Abstractive Gujarati Text Summarization Using Sequence-To-Sequence Model and Attention Mechanism
Main Article Content
Abstract
Introduction: In recent years text summarization has been one of the piloting problems of natural language processing (NLP). It comprises a consolidated brief on a large text document. Extractive and Abstractive are the two output-based summarization techniques. For the Indian Language much research is being carried out in Extractive Summarization. Performance of Abstractive summarization remains a challenge for a language like Gujarati. With the rise of digital Gujarati news portals, automatic summarization can provide concise versions of news articles and make it easier for readers to grasp key information quickly
Objectives: We aim to create an effective and efficient abstractive text summarizer for Gujarati text, which can generate an understandable and expressive summary.
Methods: Our model works as a Sequence-to-Sequence model using encoder-decoder architecture with an attention mechanism. LSTM-based encoder-decoder with an attention-based model generates human-like sentences with core information of the original documents.

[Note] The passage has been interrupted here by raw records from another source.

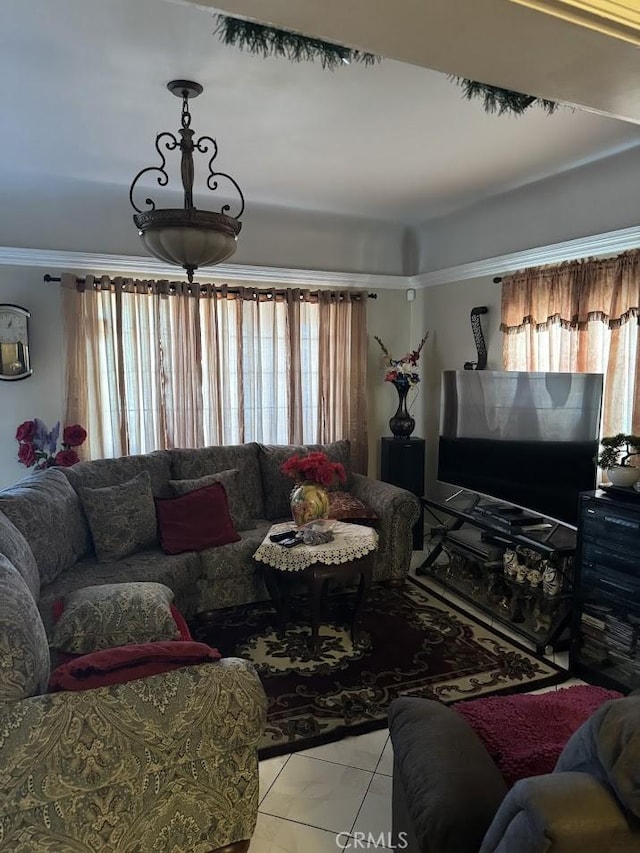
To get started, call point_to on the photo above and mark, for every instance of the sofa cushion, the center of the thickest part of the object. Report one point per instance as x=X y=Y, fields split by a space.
x=98 y=473
x=16 y=549
x=126 y=663
x=233 y=487
x=122 y=518
x=46 y=510
x=189 y=464
x=277 y=487
x=347 y=507
x=607 y=746
x=24 y=651
x=179 y=572
x=195 y=521
x=99 y=617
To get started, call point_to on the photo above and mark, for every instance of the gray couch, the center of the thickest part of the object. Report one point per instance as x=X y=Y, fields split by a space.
x=167 y=762
x=47 y=510
x=449 y=797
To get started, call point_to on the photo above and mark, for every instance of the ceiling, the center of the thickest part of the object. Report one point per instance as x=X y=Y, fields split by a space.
x=83 y=85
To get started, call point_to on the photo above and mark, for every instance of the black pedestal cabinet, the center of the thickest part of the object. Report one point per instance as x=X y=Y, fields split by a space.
x=402 y=463
x=605 y=645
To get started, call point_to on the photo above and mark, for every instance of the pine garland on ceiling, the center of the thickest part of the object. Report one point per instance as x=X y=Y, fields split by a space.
x=497 y=100
x=269 y=41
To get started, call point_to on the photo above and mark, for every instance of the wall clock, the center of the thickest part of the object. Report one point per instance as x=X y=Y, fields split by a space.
x=14 y=342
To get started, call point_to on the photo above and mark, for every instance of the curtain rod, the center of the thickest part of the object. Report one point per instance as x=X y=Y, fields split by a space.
x=80 y=279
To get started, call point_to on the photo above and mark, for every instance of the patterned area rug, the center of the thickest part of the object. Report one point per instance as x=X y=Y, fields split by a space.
x=411 y=642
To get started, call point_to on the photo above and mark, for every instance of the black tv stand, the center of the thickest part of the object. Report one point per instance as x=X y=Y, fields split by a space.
x=530 y=590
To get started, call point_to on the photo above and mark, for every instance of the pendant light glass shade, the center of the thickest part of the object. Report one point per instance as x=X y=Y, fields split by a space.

Results: Our experiment conducted the effectiveness and success of the proposed model by increasing the accuracy up to 87% and decreasing the loss to 0.48 for the Gujarati Text.
Novelty: In terms of NLP, Gujarati is a low-resource language for researchers, especially for text summarization. So to achieve our goal, we created our dataset by collecting Gujarati text data such as news articles and their headlines from online/offline resources like daily newspapers. Gujarati has unique grammatical structures and morphology, so for pre-processing the Gujarati text, we proposed a pre-processor(GujProc) specific to Gujarati to trace the linguistic.